The medial longitudinal arch of a healthy foot raises and lowers cyclically throughout the gait cycles. The arch decreases slightly during the majority of the stance period as the body weight is gradually loaded. Structure that prevent the arch from lowering help to absorb body weight stress and hence protect the foot, particularly its osseous structure. The subtalar joint pronates or events throughout the first 30-35 percent of the gait cycle, giving the midfoot some flexibility.
By late stance, the arch rises as the supinated subtalar joint renders the midfoot relatively rigid. The foot is now well prepared to withstand a considerable bending moment exerted across the foot is its capacity to shift from a flexible and shock-absorbing structure to a more rigid lever throughout each gait cycle. The subtalar joint is the primarily joint of pronation and supination kinematics in the foot. Pronation is a kinematics process in which the dorsiflexed talocrural joint and the slightly supinated subtalar joint rapidly planter flex and pronated at the subtalar joint during stance. The ground response force passes just lateral to the anterior posterior axis of rotation through the calcaneus, causing it to tip into eversion. The head of the talus is also pushed medially in the horizontal plane by the simultaneous impact of heel contact. the talus abducts and dorsiflexes the subtalar joint in relation to the calcaneus. These movements are compatible with pronation definition. Second, after initial heel contact, the tibia and fibula, and to a lesser extent the femur, inwardly rotate throughout the stance phase. The internally rotating lower limb leads the subtalar into addition pronation due to the embracing arrangement of the talocrural joint. The dysfunction arises in the foot due to alteration in shape and reduce deficiency of supporting structure. Supporting structure including PTT, accessory navicular bone, spring ligament, sinus tarsi, deltoid ligament, plantar fascia, tarsometatarsal joint due to dysfunction in these structure leads to abnormal weight distribution throughout the foot. Such imbalance forces and loss of supportive structure can lead to collapse of arches.
During typical speed walking, the amplitude of pronation at the subtalar joint is only about 2 to 3 degrees on average and lasts only about ¼ of a second. The kinematics of the more proximal joints of the lower extremities are influenced by degree and speed of pronation. During weight bear standing position, the lower leg internally rotates with pronation at subtalar joint simultaneous dropping of MLA. This mechanism if applied with enough force it ends to rotates the hip internally with slight flexion and adduction at the hip joint and put valgus strain on the knee. So due to uncontrolled pronation the entire lower limb biomechanics get affected causing various condition such as shin splint, scoliosis, patella-femoral joint syndrome etc. During supination which occurs at 35% of the gait cycle if a person remains relatively pronated during late stance can affect the stability at midfoot which eventually result in increased demand on intrinsic and extrinsic muscle of the foot to reinforce MLA to clear the push off phase and thus due to over activity of the muscle can lead to generalized muscle fatigue (Shams A, et al. 2023).
A young male of age 21 years with 68 kg weight and was presented by bilateral rigid flatfoot was recruited for this study. Navicular drop test was carried out to check the flatfoot on the both the lower limb. Then a pre–test was performed on a different level of plane on the basis of Borg protocol for rate of perceived exertion and heart rate were calculated using pulse oximeter and a questionnaire of Fatigue severity scale was asked to fill. A 25 days of conventional exercise protocol was given to patient which includes short foot exercise, towel scrunch, plantar fascia and calf stretching, toe extension, heel raises, stair raises.

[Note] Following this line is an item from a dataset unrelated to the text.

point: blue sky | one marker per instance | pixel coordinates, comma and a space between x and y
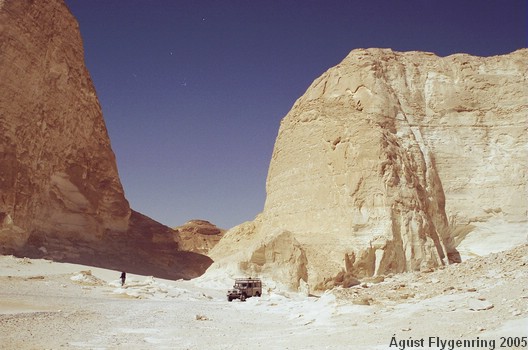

Every exercise performed 7 days a week and at least 2-3 times a day for 25 days by the patient with medial arch support was given to the patient.
The post-test was conducted after 25 days of protocol and measurement were taken and compared with pre-test values for the result and conclude the study.
Outcome measure
• Pulse oximeter.
• BORG scale for RPE.
• Fatigue severity scale for level of fatigue.
The result was evaluated on the basis of 3 outcome measure which are
• Pulse oximeter for heart rate.
• Modified borg scale.
• Fatigue Severity Scale (FSS).
There is also a reduction of low back pain in patient because of use of medial arch support.
Figure 1 show the data of heart rate evaluated using pulse oximeter on two different level of inclination on the basis of modified bruce protocol. Data was evaluated prior to the inclination that is day 0 to after the intervention that is day 25 (Table 1).
| Level | Duration (min) | Day 0 heart rate (bpm) | Day 25 heart rate (bpm) |
|---|---|---|---|
| 1 (walk on a plane surface) | 5 | 107 | 100 |
| 2 (stair climbing) | 5 | 112 | 108 |
Table 1. It shows significant effect on heart rate with conventional exercise.
Figure 1. For heart rate.
Figure 2 shows the data of rate of perceived exertion evaluated using modified Borg scale on three different level of exertion. Data is according to before and after the intervention (Table 2).
| Level | Duration (min) | Day 0 | Day 25 |
|---|---|---|---|
| 1 | 3 | 0.5 | 0 |
| 2 | 3 | 3 | 0.5 |
| 3 | 3 | 4 | 0.5 |
Table 2. Data is according to before and after the intervention.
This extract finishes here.